Come l’araba fenice, il Monte dei Paschi di Siena, che dopo oltre cinque secoli di storia gloriosa e di crescita ininterrotta aveva conosciuto l’onta del fallimento (dal quale l’ha salvato il provvidenziale intervento dello Stato), è oggi risorto e tornato agli onori della cronaca. Grazie alla faticosa opera di risanamento aziendale portata brillantemente a termine da Luigi Lovaglio, forse uno dei migliori capoazienda che l’Istituto abbia mai avuto, è riuscito ad entrare con successo in uno dei templi della finanza italiana, la Mediobanca che fu di Raffaele Mattioli e di Enrico Cuccia.

Le vicende del Monte tornano molto spesso al centro dell’attenzione, e non sempre per aspetti di natura solo finanziaria, come dimostra la dolorosa vicenda di David Rossi, responsabile della comunicazione negli anni di Giuseppe Mussari. E proprio a David è dedicato il libro da poco uscito “I dieci anni che sconvolsero il Monte” di Marco Parlangeli, ex direttore generale della Fondazione Monte dei Paschi che controllava la banca senese.

Parlangeli, che è stato diretto testimone del decennio più travagliato nella storia della banca senese, ha raccontato per la prima volta dall’interno le vicende che portarono alla disfatta dell’Istituto, sotto i colpi della miopia strategica di quella classe politica locale che, attraverso la Fondazione, era il vero azionista di controllo del Monte. 

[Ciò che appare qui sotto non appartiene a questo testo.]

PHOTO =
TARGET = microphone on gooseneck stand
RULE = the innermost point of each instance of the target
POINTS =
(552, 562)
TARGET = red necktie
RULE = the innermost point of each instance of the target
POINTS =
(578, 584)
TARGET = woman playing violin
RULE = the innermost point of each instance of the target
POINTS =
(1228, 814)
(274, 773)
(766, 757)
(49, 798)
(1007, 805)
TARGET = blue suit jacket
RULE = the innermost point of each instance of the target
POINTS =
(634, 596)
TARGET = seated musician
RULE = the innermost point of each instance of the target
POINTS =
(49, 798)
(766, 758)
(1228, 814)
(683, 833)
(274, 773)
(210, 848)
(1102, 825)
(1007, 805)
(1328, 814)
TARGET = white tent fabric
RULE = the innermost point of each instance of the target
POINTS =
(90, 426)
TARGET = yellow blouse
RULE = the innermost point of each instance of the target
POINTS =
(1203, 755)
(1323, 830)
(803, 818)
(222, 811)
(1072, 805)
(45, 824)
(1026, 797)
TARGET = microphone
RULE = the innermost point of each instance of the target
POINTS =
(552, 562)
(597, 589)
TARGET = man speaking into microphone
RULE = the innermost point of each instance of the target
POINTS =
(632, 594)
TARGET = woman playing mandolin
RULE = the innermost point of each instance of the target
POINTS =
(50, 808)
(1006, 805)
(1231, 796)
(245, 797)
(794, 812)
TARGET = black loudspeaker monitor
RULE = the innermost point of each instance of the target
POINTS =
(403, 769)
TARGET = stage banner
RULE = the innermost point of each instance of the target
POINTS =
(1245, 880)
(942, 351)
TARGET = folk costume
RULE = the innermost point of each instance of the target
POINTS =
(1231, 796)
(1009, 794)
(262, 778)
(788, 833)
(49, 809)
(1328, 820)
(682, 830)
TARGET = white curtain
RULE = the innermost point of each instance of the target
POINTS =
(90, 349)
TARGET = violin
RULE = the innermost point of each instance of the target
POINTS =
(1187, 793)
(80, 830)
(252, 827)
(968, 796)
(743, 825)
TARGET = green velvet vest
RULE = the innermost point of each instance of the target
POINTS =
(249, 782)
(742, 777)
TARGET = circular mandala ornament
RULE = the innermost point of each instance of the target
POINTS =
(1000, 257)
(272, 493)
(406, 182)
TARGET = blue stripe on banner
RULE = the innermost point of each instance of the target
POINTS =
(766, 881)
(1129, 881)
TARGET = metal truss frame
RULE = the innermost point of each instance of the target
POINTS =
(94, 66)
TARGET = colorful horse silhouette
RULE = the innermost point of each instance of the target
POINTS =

Senza astio, ma con la puntigliosa precisione del tecnico molto spesso critico nei confronti di quei politici, l’autore descrive il piano inclinato lungo il quale si consumò il declino di uno dei campioni del sistema creditizio nazionale, indicando nomi e cognomi di coloro che – con le loro decisioni e più spesso con le non decisioni – ebbero la responsabilità del crollo. 

Il libro si svolge lungo tre piani paralleli: la storia personale del manager, con la sofferta vicenda del suo licenziamento prima che la crisi esplodesse; la storia della città e della comunità senese, che dopo aver creato la banca e averla fatta crescere nei secoli si è vista sottrarre la sua primaria fonte di ricchezza; la storia del sistema bancario nazionale, che in quegli anni vedeva affermarsi il modello della banca “leggera”, digitale e tecnologica.

Proprio a quest’ultimo livello, secondo l’autore, si deve il crollo del Monte, che non seppe adeguare la sua strategia e il suo modello di business a quello che sarebbe stato necessario per competere con successo in un mercato che richiedeva dimensioni sempre più grandi per poter fare gli enormi investimenti necessari. Per far questo, la strada era quella di far acquisire la banca da un soggetto più grande e il racconto di Parlangeli descrive i tentativi fatti in questa direzione, purtroppo per lui (e per la città di Siena) senza successo. 

La politica non poteva accettare di perdere il controllo assoluto e il potere che questo comportava, e lasciò la banca in mezzo al guado, unica rimasta fra le banche di medie dimensioni che, solo dieci anni prima, erano la categoria più numerosa del sistema ma che a poco a poco scomparvero dal mercato, assorbite dai campioni nazionali o esteri.